En effet, des couplets des cantiques religieuses sont repris à vive voix dans le rabòday « N ap repare tout sa cheni yo te gate », « Yon konba ret yon konba », des formules ou thèmes sacrés tels « Benediksyon »,  » Alelouya », titres des mixtapes de DJ NGmix, « Miskaden vire bagay yo, Marco vire bagay yo » ( Tonymix), une allusion à ces ministres du culte reformé, réputés ou célèbres à une certaine époque.  » Telefòn lan sonnen anwo nan syèl la » ( refrain d’un hymne catholique en l’honneur de la Vierge Marie) de T-Babas ;  » Map peye w lè Jezi vini » de Colmix feat Team Madada, cet énoncé sous-entend que la dette envers l’autre ne sera jamais épongée ;  des versets bibliques se trouvent détourner de leurs sens originaux  » W ap bay poblèm depi nan Galilée, m pral fwete w la », une allusion assez violente sur le traitement réservé » aux adversaires ou contradicteurs de ce DJ ;  ou  » Se Letènèl k ap jere sa » ( Tonymix, mixtape Doub pakin, 2022), et  » Pastè a di m tout s ak pa bon se koupe pou w koupe l ;  si je w anpeche sèvi Bondye, koupe l, si  men w anpeche w sèvi Bondye, se koupe pou w koupe l »,( T-Babas), ailleurs, on retrouve des extraits de chansons sacrées détournées tels  » M pral nan misyon m ap kite Ozana nan kay la » chanson de Lochard Remy, interprétée par T-Babas, enfin un remix de Team Madada et Ed Laza  » Yon wa ki, wa ki renmen mwen ». Si dans la chanson de Rémy Lochard, le terme « Ozana » a pour signification  :  « Dieu », dans le discours de T-Babas, le même mot  » Ozana« , détourné de son sens original représente  » le mari  ou le compagnon de la femme, présent à la maison, empêchant par là à T-Babas de jouir les faveurs de l’épouse ou de la compagne.

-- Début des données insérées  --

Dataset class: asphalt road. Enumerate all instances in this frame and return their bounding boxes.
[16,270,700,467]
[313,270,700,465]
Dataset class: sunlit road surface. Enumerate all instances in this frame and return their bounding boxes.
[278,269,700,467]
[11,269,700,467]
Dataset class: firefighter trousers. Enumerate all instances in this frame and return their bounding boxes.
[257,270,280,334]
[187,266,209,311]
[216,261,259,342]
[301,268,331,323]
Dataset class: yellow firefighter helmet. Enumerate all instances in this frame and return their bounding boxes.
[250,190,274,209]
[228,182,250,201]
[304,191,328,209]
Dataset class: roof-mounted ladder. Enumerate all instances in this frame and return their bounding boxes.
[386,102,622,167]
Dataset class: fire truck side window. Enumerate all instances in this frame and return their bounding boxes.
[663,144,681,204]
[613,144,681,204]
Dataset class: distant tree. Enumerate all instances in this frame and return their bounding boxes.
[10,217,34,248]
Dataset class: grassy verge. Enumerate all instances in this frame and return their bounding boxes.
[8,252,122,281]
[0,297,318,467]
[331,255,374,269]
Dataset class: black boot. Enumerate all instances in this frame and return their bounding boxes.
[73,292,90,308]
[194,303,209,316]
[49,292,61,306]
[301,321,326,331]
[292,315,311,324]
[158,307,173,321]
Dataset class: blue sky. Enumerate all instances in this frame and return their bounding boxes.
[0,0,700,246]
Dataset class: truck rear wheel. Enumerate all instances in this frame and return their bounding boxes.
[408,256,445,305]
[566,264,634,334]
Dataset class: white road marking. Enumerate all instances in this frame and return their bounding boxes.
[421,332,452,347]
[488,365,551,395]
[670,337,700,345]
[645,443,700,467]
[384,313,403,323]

Ce relevé de la représentation du fait religieux dans le rabòday, loin d’être exhaustif, constitue une excursion assez modeste, mais souligne la présence renforcée de la thématique religieuse dans le raboday contemporain et se révèle un invariant presque chez tous les DJ ayant pignon sur rue ou célèbre sur le marché local.

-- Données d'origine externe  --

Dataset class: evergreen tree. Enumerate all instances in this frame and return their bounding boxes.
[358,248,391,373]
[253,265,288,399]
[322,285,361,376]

Ce compte-rendu succinct élucide nécessairement un point : les extraits de chansons protestantes sont beaucoup plus présents dans les mixtapes et chansons des DJ que celles tirant leur origine dans le catholicisme. Ceci éclaire le point de vue soutenu au début de notre étude. La porosité et l’absorption du protestantisme à la culture moderne. Si nous tenons à cet argument que le protestantisme est plus enclin au libre examen des Saintes Écritures, ce qui, par ricochet, a permis à  » la raison, devenue autonome, de se faire principe, de développer ou mettre en œuvre une théorie de la religion, une critique de la religion », cela rend plus plausible  la perméabilité/ porosité du fait religieux au rabòday haïtien.

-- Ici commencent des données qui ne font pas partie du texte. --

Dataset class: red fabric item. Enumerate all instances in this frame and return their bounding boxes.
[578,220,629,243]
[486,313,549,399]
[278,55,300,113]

Loin de tout processus d’émulation ou d’élan de prosélytisme des thèmes religieux abordés dans le sujet, il est mis en œuvre au contraire une tentative de désacralisation du religieux dans la musique rabòday. Emile Durkheim, dans  » Les Formes élémentaires de la vie religieuse », a opéré le distinguo entre le sacré et le profane. Le sacré est présenté comme tout ce qui ne peut être touché impunément, voire moqué, tordu, profané. Dans les thématiques religieuses traités dans le rabòday, il est construit néanmoins tout un processus de désacralisation. Le sacré ( chants religieux, versets bibliques, lieux de culte, termes bibliques ( aleyouya, benediksyon), détourné, distordu de leur sens étymologique, devient ludique, jeu, moquerie, allusion connotative à la limite de la sexualité.

A côté de la surreprésentation du corps féminin, de la femme haïtienne dans le discours véhiculé dans le rabòday, thématique très caricaturale- en dépit d’un certain narratif ou poncif qui laisse entendre que  « dénigrer les femmes aux vertus douteuses peut avoir pour incitatif en retour » :  les porter à changer d’attitude.

En effet, déclarer à une personne qu’elle a la « beauté du diable » ( expression ironique) ne contribue guère à la rendre mieux présentable sur le plan extérieur. Ce narratif demeure une somme à valeur incitative nulle. Un alibi !  Un faux-fuyant !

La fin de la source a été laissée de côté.